Sweet Potato Smoky Stacks
In case it hasn’t occurred to anybody yet, the holiday season is descending upon us. Like, fast. Black Friday is only three weeks away.
(I, of course, will still be in my jammies well past noon that day, nursing a Thanksgiving carb hangover. I’ve only dared to do the 6:00am Target stalk once. I was sooo over-matched and ended up being the only person in the entire store who left with less than what she came in with (my scarf wandered off. Or was used on me as some sort of choke-hold/blackout weapon when I got too close to the marked-down Christmas lights. I never figured out which, but I’m fairly certain lost time was involved.)
So, it’s not too early to begin thinking about holiday parties and all the heart-warming joy and camaraderie they bring.
I’m talking about the food, of course.
Kidding! Of course I mean your people. That’s the best part of the holidays, catching up with the peeps you moved clear across the country to avoid seeing 364 out of 365 days of the year.
Like the adult blood relatives who greet you with kisses on the mouth. Eeew. I’m still traumatized by the vision of crooked-lipsticked lips coming right at me. It wasn’t until I was 13 or 14 that I developed the nerve to perfect the bob-weave-twist-cheek-plant maneuver.
So, it really IS about the food.
When I think holiday party food [... trying to recover from grossing myself out with the lips memory ...], I think appetizers. I simply adore appetizers. And these potato stacks will make the cut this year.
Cute as all get out — perfect finger food — the smoky sweetness of the pimenton (smoked paprika) plays off very nicely against the subtle sweetness of the browned-sage-butter-marinated sweet potatoes.
And if you have a mandoline, prep is really fast. I hope you’ll try these — when I made them, the goal was to serve them with dinner. They didn’t make it that long. Slightly crispy edges, tender centers. It turns out, they make a really nice afternoon snack, too.
Sweet Potato Smoky Stacks
inspired by Gourmand Recipes
Prep Time: 15 minutes
Bake time: 40 minutes
Yield: 10 sweet potato stacks
1-2 sweet potatoes, well scrubbed
2 tablespoons butter
5 sage leaves, minced (or 1/2 teaspoon dried sage)
1/4 teaspoon smoked paprika (pimenton)
salt for sprinkling
creme fraiche, sour cream, or greek yogurt, and minced chives for garnish
Preheat oven to 350°F
Cleanly slice off the end of one potato, and then cut into very thin slices* using a mandoline, or a sharp knife and a steady hand. You’ll be making 10 stacks. Each stack will need 10 slices, for a total of 100 (it sounds much more tedious than it is, especially with a mandoline). Use a second potato, if need be.

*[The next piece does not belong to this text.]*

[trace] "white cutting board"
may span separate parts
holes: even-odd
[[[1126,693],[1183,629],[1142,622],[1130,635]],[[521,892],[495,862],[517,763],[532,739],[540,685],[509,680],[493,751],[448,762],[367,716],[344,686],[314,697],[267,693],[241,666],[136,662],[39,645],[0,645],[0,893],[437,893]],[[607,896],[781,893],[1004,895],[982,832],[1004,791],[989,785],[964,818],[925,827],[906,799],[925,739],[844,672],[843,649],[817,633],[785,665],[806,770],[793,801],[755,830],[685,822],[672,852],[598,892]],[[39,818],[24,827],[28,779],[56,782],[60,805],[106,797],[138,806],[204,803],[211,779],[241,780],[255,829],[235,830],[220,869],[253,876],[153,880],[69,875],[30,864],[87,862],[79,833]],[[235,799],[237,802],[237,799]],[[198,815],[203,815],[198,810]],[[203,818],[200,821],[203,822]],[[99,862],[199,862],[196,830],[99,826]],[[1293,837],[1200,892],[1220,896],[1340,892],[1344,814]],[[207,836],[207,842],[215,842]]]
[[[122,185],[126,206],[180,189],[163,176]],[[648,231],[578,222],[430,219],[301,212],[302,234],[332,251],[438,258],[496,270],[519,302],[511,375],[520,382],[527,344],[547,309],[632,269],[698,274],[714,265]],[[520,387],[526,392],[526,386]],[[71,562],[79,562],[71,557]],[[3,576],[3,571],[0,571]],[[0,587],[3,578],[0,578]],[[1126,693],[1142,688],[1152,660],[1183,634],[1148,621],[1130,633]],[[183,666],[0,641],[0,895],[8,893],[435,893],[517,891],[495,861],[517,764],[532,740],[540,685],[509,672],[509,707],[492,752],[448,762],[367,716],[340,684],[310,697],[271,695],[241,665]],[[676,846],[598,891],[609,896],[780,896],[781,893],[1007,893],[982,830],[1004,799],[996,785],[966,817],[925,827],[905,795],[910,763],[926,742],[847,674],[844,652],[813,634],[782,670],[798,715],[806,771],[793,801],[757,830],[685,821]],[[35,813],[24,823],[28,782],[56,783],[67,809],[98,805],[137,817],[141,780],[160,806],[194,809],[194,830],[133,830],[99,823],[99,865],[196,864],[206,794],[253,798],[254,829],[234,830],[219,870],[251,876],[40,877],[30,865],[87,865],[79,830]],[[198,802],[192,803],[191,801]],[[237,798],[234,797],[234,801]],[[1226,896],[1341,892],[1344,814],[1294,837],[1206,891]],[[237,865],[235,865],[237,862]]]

Heat butter in a skillet over medium heat. Allow to simmer and turn brown and fragrant. When the foaming has subsided and the butter gives off a nutty aroma, add the sage and turn off the heat. Allow the sage to infuse the butter for several minutes, stirring frequently.
On a parchment-lined baking sheet, begin building the potato stacks. Place one slice from a group of 10 on the parchment and brush lightly with the browned butter. Lay another slice and brush with butter. Continue until the first stack of 10 slices has been created. The edges do not have to line up in a perfect cylinder (in fact, they shouldn’t, for a nice rustic-looking stack. Any edges that stick out will curl up attractively.). Repeat for the other 9 stacks, leaving 3 inches between each stack.
Using your fingers, sprinkle the smoked paprika over the top layers of the stacks. (Your fingers may get orange-y, but that’s okay – cooking is a full contact sport, people). Then top with a small pinch of your favorite salt (gray sea salt is nice).
Place in oven on a rack in the lower 2/3rds of the oven and bake for 30-35 minutes, or until the edges are browning and curling. Don’t worry if the stacks slip-slide around. Simply realign the stacks after you remove them from the oven. They’ll stay put when cool.
Allow potatoes to cool for 10 minutes. Top each stack with a dab of creme fraiche, sour cream or yogurt and a sprinkling of chives.
Potato stacks can be served warm or at room temperature, which makes them perfect for holiday entertaining (and they’re easy for guests to handle without a fork).